Kimathi Donkor was born in Bournemouth, England in 1965. He received his B.A. in Fine Art from Goldsmiths College, London and a Master’s degree in Fine Art at Camberwell College of Arts.
Donkor is a history painter for the post-modern age who sees himself as building upon the narrative, portraiture legacies of Benin and Ife art. His ravishingly rendered figurative works are often complex conundrums designed to reveal the hidden histories of Africa and its Diaspora. His paintings, whilst referencing key works from the Western canon, also create new interpretations and imaginary spaces that envisage compelling individuals from both recent and more distant history.
Donkor’s history paintings have “confidently tackled key, dramatic, monumental moments of African diaspora history… with a painterly preciseness that bordered on aesthetic frugality”, according to Eddie Chambers writing in Black Artists in British Art: A History Since the 1950s. Queens of the Undead, an important series of paintings depict historic, female, military commanders from Africa and the African Diaspora – but with contemporary Londoners as models. Donkor’s work also challenges “institutional racism”. With works like Helping With Enquiries: 1984, from his solo exhibition Fall/Uprising, which addressed controversies regarding the police.
Caroline Menezes, writing in Studio International, has suggested that Donkor’s work, “articulates a hidden history, tales of the past and chronicles of suppressed voices” with figures such as Nanny of the Maroons, Njinga Mbandi, Harriet Tubman, Joy Gardner, Toussaint L’Ouverture, Jean Charles de Menezes and Cherry Groce, among the subjects addressed. Writing about his 2013 London solo show, Daddy, I Want to be a Black Artist’, historian Yvette Greslé, proposed Donkor as “one of the most significant figurative painters, of his generation, working in the United Kingdom today”

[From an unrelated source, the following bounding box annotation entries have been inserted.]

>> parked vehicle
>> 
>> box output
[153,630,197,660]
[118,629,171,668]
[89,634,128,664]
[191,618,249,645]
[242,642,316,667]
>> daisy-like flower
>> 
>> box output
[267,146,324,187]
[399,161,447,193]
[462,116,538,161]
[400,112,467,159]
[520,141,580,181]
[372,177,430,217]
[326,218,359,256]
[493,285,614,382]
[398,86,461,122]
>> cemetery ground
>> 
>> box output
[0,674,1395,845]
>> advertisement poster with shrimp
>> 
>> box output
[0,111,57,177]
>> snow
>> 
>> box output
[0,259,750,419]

Kimathi Donkor, in an interview with Caroline Menezes of Studio International, 2012. “…many people are very glad to be able to see art that has a strong social and ethical awareness. I respect the viewer who goes to the gallery and wants to experience something that is uplifting or disturbing, that engages them intellectually. I am not just trying to put them into a dreamlike reverie. If you look at my paintings, they have got a very complex psychological and even spiritual element. I don’t think of them as being easy to read, they are difficult images, in a sort of surrealist sense.”
Donkor’s works have been featured at London’s Institute of International Visual Arts (Iniva), as well as in Brazil’s 29th São Paulo Biennial in 2010.In 2011, he received the Derek Hill Foundation Scholarship award for the British School at Rome.